By Nico
I’ve been in Chicago for about two months, which feels like enough time to see the ways I reply to family members and friends who ask how I am via email, call, text, or the odd letter. I have a few options I tend to use as responses. Sometimes I’ll say I’m getting into the rhythm; my year as a Jesuit Volunteer has begun smoothly alongside people I really like; work at Taller de José is wonderful; the city presents its challenges but has a real current of life running through it, etc.
These are all real things I’ve said and not a single one is a lie. And yet, are any of them wholly true? Probably not, just in the same way that when someone asks you at the store how you are, you respond I can’t complain, you’re not giving the whole truth. You could justifiably complain about any of those small or large difficulties that come along with being a human being on this imperfect planet. Part of giving that answer is just being bearable– I probably wouldn’t have many friends (or even acquaintances) if I laid bare my deepest anxieties every single time some ran into me at the dollar store. The other part is just the limits of human expression. Words, even when used to their maximum potential by the best, clearest, and most talented writers, really only capture part of what we experience within. I tell you I’m “getting into the rhythm” or that “the city presents its challenges” because they both gesture towards part of a larger truth.
So in what ways do the quick check-ins I have with loved ones every so often miss some other parts of the real experience? Is working at Taller de José not actually wonderful? It’s complicated but worth trying to explain.
My job description as compañero was well written and clear. As I read it during my Jesuit Volunteer Corps application, I connected to the work as it was laid out and on most levels, it did essentially describe what I currently do at TDJ. I listen, work with, and accompany my clients. In theory, I could send it along to those asking about what I do and they would get a pretty accurate sense of my day to day. What the job description did not and could not capture was the deeper and more striking experiences I’ve shared with those clients. As my co-workers have beautifully detailed in blog entries before me, every single person that we meet with has their own rich and textured story. Clients share a piece of their life that might be troubling them and we try our best to walk with them towards a solution. Sometimes, that means listening to someone share really difficult situations and wanting to cry alongside them. Other times, it means laughing with a client and feeling that deep togetherness that comes along with a good joke.
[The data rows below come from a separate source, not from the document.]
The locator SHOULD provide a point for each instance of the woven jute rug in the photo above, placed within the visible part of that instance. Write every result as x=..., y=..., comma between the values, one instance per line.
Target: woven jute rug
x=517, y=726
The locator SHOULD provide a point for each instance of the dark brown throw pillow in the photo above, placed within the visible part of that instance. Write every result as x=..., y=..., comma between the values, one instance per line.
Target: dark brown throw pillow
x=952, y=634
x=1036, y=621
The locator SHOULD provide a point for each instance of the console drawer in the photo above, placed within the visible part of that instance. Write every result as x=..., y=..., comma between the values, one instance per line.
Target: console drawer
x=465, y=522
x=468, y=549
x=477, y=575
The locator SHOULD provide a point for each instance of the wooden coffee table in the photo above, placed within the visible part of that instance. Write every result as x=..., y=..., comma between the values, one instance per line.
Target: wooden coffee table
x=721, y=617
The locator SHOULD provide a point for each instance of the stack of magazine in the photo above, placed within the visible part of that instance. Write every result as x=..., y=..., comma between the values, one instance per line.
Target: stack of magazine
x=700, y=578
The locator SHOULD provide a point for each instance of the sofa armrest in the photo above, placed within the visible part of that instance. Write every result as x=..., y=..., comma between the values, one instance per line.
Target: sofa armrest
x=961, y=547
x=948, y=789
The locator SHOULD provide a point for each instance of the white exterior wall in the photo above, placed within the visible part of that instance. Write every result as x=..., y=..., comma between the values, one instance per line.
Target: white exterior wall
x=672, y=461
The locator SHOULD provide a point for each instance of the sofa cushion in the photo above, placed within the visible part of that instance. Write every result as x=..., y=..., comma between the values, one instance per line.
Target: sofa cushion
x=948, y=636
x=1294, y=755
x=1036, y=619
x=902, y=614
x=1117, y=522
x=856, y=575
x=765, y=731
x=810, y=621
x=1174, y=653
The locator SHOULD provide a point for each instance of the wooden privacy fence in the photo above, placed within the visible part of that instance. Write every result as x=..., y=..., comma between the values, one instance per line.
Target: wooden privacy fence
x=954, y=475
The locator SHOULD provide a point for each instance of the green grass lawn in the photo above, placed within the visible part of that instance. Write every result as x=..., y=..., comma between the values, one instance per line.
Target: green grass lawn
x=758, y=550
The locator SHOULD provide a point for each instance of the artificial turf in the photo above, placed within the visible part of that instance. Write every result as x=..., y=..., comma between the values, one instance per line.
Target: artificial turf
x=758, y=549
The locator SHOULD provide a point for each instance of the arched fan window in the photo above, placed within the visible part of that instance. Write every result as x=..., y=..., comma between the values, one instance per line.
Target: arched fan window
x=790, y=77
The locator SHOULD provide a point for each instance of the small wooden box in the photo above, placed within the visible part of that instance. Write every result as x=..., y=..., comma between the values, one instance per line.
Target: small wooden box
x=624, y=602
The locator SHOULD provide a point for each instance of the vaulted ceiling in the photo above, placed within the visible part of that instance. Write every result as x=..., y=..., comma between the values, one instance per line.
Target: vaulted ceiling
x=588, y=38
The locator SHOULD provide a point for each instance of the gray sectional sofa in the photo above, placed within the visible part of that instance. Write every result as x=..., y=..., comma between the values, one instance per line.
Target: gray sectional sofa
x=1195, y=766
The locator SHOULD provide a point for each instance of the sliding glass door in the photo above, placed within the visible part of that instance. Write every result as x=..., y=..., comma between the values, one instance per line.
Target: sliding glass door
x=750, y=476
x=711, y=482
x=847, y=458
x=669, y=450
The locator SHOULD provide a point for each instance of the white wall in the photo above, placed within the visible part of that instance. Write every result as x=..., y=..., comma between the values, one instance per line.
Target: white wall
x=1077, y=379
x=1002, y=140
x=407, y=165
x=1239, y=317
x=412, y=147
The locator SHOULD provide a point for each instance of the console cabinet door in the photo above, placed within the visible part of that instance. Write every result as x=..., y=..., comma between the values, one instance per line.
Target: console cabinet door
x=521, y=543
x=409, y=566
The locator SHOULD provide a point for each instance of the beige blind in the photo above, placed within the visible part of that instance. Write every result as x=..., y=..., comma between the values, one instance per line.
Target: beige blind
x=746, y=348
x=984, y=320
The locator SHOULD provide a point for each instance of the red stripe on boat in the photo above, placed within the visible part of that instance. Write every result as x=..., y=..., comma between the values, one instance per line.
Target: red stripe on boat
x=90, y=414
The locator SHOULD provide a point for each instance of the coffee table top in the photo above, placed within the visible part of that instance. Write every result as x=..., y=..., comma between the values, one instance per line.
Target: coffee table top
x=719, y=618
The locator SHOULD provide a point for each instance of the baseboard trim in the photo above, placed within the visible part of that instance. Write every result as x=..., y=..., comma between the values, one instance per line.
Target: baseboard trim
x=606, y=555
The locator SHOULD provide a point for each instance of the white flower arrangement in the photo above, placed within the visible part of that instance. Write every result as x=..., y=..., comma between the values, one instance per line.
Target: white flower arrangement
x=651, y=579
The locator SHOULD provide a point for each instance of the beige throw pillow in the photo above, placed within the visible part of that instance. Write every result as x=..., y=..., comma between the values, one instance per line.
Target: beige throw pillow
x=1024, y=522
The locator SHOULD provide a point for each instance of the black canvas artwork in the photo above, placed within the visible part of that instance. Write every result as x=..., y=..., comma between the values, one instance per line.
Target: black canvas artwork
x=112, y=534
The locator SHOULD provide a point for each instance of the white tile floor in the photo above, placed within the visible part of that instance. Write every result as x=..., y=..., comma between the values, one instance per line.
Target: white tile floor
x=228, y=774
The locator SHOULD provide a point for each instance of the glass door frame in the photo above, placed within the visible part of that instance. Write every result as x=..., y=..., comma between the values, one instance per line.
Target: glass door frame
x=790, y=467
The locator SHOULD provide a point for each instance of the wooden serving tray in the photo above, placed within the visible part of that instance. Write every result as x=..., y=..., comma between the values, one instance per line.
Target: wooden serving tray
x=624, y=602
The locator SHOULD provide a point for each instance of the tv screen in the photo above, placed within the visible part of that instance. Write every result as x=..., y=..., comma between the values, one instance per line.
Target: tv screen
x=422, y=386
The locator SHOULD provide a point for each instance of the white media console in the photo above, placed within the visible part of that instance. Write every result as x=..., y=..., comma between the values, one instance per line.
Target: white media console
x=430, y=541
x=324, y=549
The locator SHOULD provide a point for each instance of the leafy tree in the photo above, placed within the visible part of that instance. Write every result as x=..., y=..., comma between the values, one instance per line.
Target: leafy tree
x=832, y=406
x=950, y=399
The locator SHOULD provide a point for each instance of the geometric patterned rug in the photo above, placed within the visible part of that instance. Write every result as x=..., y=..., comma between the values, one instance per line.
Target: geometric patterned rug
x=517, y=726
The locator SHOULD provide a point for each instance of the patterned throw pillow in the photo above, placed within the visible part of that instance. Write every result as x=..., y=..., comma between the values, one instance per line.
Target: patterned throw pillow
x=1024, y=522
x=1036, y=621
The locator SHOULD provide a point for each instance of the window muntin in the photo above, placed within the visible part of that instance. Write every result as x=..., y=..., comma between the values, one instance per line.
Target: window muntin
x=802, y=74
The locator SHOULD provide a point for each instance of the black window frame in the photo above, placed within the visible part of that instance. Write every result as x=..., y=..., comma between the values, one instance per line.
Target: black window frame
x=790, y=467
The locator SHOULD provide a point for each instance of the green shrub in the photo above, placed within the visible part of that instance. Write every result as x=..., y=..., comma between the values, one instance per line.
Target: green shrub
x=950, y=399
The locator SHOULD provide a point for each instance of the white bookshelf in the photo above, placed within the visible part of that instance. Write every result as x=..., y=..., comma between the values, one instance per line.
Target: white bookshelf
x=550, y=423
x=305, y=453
A professor of mine described those unexplainable, undefinable moments as examples of the Jesuit concept of desolation and consolation. The days when I leave work and want to just curl up because of what a client is experiencing and how inadequate I feel in the face of their pain, I experience desolation. The days when I leave and just smile into the world around me because of how blessed I feel to be at TDJ and work with such good people, I experience consolation. The words consolation and desolation are not in the job description. I don’t use them in casual conversation. They really only work inwardly in order to rearrange and lightly frame the highs and lows that come along daily work. Perhaps if I gave a specific story and used specific words, someone might be able to map one of the two concepts onto the story. Such as, the way you told the story makes it seem sad, so it sounds like desolation. Or this story was told as an uplifting one, so it sounds like consolation. The strange reality is that my workday is a breathless mix of both and I have no way to describe it fully. So when people ask about Chicago and more specifically about Taller de José, I respond with, “work at Taller de José is wonderful” because that word, wonderful, is the partial truth that gestures towards the whole. My time is not defined just by the joyous or the painful, the consolation or the desolation. It is inexplicably both at the same time. It is that mix, that paradox, that shimmering vagueness around a job description that isn’t wrong but isn’t quite right, that I call wonderful.